Solo ahí fui capaz de acercarme y observar con asombro una faceta de Manu desconocida para mí. Su verdadero rostro, tal vez.

—Hijo, vamos arriba, cálmate —murmuraba su madre, todavía con el rostro cubierto de lágrimas.

Manu estaba sentado en una silla, afirmando sus brazos en una mesa en la que habían sido derramadas sus pinturas, y que habían teñido su ropa y su piel. A su lado, su madre luchaba con ella misma tratando de controlar el deseo de acariciar a su hijo para que se calmara. Pero Manu no reaccionaba ni se quería levantar. Impresionada miré a mí alrededor: ya no quedaban cuadros en sus atriles, todo estaba en el suelo, manchado, roto, desordenado. Con mucho cuidado me acerqué a él, pero Tomás me impidió tocarlo.

—Manu, ¿qué pasó? ¿estás bien? —pregunté de rodillas, tratando de ser dulce y respetuosa con lo que acaba de ocurrir.

Por supuesto, Manu no me miró, y de alguna forma se refugió en su madre y cubrió su rostro con sus manos temblorosas mientras repetía que me alejara:

—Vete Nino, no me mires, no me mires, no me mires, no me mires, no me mires...

Sentí como las lágrimas invadían mis ojos, por verlo así, y por ser incapaz de ayudar. Tomás, al verme y sin una gota de cortesía, me sacó de ahí y me dejó en la calle.

—Te avisaremos cuando esté mejor. Ahora vete, por favor —murmuró.

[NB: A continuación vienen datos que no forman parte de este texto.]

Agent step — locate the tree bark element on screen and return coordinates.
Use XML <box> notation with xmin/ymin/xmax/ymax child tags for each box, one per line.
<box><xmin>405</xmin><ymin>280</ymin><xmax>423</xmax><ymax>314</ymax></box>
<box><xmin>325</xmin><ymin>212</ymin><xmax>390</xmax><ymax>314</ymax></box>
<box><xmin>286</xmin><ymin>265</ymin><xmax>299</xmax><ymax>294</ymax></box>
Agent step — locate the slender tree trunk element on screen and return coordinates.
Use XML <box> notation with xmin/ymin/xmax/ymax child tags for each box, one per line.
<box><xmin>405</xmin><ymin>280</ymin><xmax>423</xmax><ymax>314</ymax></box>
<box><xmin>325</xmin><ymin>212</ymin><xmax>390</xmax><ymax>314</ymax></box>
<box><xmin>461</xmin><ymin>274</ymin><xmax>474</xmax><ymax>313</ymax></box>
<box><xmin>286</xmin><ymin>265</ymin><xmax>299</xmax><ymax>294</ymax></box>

Sin embargo, esa despedida sonó casi como una advertencia.

Aquel día comprendí que no importaba cuanto me acercara a él, pues jamás tendría derecho a acompañarlo. En esa familia, Manu era el centro de la atención, y yo, por desgracia, una amenaza constante a su rutina y su equilibrio.

La única verdad dicha aquella tarde, fue que no era nadie para saber qué ocurría. Que no tendría explicaciones jamás, porque claro, no es que alguna vez fuera a ser su novia o algo.

Tal vez, Manu realmente no estaba preparado para el mundo. O peor aún, su familia no estaba preparada para que Manu viera el mundo. Y lo que es incluso más terrible, es que era muy probable que yo no estuviera preparada para Manu.

Esa tarde no hubo cita, no hubo despedidas en la puerta, ni sonrisas tímidas, ni conversaciones vacías. Solo fui yo, deshecha, volviendo a casa. Yo, sin saber de Manu, sin saber cómo estaba, sin saber si era siquiera la responsable, o si así eran todos sus días.

Ese día, definitivamente, no fui feliz.